Me lo immaginavo musicista. O almeno chitarrista in una banda rock. Sarei stata felice anche se avesse scelto l’armonica a bocca. Sarei arrivata, temo, persino a comprargli una batteria se me l’avesse chiesto, pur di coccolare la sua anima musicale.
“Ha orecchio, sa signora, un ottimo orecchio”.
Vero. E senso del ritmo. E a volte canta da solo “Bella senz’anima” con lo stesso timbro, voce roca e rabbia, dell’originale.
Mi ero sognata, per lui, un futuro in una scuola musicale. Al Conservatorio magari. Una volta ne avevamo anche parlato. E lui aveva detto:
“Ci andrò da solo con l’autobus, non sarò più un bambino a 11 anni.”
Io, fiera, me lo immaginavo con spartiti e solfeggio in spalle in un futuro fatto di note.
Invece, a quanto pare, dopo due anni di musica, due anni di apprendimento veloce e straordinario, passando dal do-do-do suonato con il pollice della mano destra, per arrivare a musiche a due mani come London bridge, Pretty bouquet e tante altre, del pianoforte non ne vuole più sapere niente.
“Voglio solo giocare a rugby”, mi ha detto molto chiaramente qualche mese fa. Abbiamo resistito. “Gli impegni si portano a termine”. Abbiamo superato anche il saggio.

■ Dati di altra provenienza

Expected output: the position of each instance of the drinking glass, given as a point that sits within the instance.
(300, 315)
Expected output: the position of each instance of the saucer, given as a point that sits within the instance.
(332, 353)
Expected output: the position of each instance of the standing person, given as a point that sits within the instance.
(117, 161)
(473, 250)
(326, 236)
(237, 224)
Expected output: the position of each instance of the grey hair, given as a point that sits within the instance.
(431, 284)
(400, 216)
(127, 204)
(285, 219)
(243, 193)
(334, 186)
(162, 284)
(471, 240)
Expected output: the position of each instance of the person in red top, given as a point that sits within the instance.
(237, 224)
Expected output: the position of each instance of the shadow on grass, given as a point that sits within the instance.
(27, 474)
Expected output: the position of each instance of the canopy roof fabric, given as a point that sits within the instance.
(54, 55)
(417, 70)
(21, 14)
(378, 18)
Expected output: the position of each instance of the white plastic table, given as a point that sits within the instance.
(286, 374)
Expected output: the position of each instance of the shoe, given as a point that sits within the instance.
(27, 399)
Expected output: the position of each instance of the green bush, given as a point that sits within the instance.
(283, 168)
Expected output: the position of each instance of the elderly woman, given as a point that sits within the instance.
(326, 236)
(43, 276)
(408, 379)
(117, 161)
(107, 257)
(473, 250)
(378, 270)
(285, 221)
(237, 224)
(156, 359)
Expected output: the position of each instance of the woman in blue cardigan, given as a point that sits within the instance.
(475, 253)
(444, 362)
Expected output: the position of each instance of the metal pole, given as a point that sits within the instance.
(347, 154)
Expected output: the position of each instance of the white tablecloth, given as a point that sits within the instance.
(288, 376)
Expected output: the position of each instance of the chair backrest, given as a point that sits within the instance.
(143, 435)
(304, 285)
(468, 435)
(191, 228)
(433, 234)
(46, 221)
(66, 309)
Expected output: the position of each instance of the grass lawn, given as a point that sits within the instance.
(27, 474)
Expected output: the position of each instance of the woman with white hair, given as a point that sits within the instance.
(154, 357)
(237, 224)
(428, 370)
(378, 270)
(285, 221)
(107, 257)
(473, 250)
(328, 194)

E ora, che fare? La delusione è più mia che sua, lo confesso.
Allora mi domando:
Quanto diritto abbiamo di immaginarci il futuro dei nostri figli?

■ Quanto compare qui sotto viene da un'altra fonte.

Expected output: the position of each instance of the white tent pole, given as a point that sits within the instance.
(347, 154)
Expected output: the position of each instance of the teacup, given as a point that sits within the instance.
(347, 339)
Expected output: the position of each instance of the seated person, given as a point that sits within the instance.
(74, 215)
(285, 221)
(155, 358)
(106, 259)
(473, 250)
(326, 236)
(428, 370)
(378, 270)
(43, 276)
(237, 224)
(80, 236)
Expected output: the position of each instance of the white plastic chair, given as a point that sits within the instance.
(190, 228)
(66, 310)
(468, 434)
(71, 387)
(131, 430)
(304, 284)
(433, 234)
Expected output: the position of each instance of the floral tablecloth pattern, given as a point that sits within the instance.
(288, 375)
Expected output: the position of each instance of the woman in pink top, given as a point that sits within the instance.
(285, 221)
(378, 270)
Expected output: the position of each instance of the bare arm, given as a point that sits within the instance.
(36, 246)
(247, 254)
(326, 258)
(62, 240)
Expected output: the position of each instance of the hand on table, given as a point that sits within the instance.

Quanto margine abbiamo per insistere e forzarli?
Quante possibilità abbiamo di mantenerli su una strada che non è quella che loro sembrano desiderare in quel momento?
Io di risposte ancora non ne ho e prima di prendere una decisione, qualunque sarà, lascerò passare l’estate. Una bella pausa ci vuole proprio.
Dentro di me resto convinta che un piccolo talento musicale ce l’abbia. Ma in fondo al cuore sono convinta che se dovrà sbocciare, l’amore tra lui e la musica, sboccerà.
Altrimenti ci saranno altri amori.
photo credit: Petits doigts au piano via photopin (license)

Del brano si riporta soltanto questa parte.